For replication, the heartbeat-based degradation window is `heartbeat_interval × replication.degradation_count`. If that window is longer than the quorum receipt timeout, a Replica may be marked `Degraded` immediately on quorum timeout and then recover quickly on a subsequent Heartbeat or Receipt.

### Object Storage Connectivity (env vars)

Additional to the cluster-wide object storage configuration, provider SDK environment variables may be used.

#### S3 / AWS

| Env Var | Default | Description |
|---|---|---|
| `AWS_ENDPOINT_URL` | — | Custom S3/storage endpoint URL |
| `AWS_ACCESS_KEY_ID` | — | AWS access key ID |
| `AWS_SECRET_ACCESS_KEY` | — | AWS secret access key |
| `AWS_SESSION_TOKEN` | — | AWS session token |
| `AWS_DEFAULT_REGION` | `us-east-1` | AWS region |
| `AWS_ROLE_ARN` | — | IAM role ARN to assume |
| `AWS_ROLE_SESSION_NAME` | `netsy-session` | Session name for IAM role |
| `AWS_S3_USE_PATH_STYLE` | `false` | Path-style S3 addressing (for MinIO) |

#### GCS / GCP

Prefer Application Default Credentials (ADC). On GCE/GKE this usually means using the attached service account or workload identity.

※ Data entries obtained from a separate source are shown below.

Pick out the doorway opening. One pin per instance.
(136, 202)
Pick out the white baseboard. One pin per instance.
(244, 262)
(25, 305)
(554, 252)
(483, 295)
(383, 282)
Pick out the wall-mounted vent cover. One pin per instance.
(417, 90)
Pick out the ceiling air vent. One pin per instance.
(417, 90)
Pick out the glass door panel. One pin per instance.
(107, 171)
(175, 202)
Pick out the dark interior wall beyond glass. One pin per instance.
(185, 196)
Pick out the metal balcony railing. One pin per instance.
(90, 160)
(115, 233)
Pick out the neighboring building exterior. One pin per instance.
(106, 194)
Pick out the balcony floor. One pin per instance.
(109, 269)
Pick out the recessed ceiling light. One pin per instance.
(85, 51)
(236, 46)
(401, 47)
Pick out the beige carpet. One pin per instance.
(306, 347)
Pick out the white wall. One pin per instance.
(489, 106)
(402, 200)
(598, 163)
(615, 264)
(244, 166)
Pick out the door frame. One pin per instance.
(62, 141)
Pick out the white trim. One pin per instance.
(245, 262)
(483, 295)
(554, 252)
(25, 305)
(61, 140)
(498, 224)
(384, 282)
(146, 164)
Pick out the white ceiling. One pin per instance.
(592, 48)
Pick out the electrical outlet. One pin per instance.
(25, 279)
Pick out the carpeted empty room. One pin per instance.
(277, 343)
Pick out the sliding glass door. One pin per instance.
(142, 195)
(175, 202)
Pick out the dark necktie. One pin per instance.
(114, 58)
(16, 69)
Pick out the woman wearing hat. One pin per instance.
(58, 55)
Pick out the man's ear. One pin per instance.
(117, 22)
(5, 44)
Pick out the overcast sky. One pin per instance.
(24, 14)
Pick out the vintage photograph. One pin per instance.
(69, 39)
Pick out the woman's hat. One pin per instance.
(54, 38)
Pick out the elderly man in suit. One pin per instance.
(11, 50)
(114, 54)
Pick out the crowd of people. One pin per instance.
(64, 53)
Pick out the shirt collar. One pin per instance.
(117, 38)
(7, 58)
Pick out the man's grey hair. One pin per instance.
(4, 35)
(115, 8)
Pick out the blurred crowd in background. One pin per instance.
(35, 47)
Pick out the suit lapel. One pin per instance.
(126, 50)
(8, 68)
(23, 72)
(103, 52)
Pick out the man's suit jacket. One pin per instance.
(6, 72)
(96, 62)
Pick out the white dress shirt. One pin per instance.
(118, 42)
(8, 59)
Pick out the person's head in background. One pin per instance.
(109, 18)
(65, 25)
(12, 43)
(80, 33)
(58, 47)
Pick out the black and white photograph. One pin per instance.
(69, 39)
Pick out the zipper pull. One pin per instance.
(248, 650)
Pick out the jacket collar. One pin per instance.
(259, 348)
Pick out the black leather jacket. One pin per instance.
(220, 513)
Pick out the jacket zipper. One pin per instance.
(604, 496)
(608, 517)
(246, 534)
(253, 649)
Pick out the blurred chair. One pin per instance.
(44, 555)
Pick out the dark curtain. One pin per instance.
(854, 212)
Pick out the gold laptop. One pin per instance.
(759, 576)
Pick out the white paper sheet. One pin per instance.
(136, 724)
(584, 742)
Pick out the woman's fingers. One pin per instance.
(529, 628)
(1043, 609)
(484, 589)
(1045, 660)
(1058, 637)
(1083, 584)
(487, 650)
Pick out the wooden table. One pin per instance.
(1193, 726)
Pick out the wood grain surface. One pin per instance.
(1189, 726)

Outside GCP, point the SDK at a service-account JSON file.

| Env Var | Default | Description |
|---|---|---|
| `GOOGLE_APPLICATION_CREDENTIALS` | — | Path to a GCP service-account JSON credentials file |

### Provider Notes

- For `storage.provider = "s3"`, `storage.class` uses S3 storage class names and `storage.kms_key_id` should be an AWS KMS key ID or ARN.
- For `storage.provider = "gcs"`, `storage.class` uses GCS storage classes such as `STANDARD`, `NEARLINE`, `COLDLINE`, or `ARCHIVE`, and `storage.kms_key_id` should be a full Cloud KMS key resource.
- `storage.encryption = "provider-managed"` uses the cloud provider's default server-side encryption.
- `storage.encryption = "customer-managed"` requires `storage.kms_key_id`.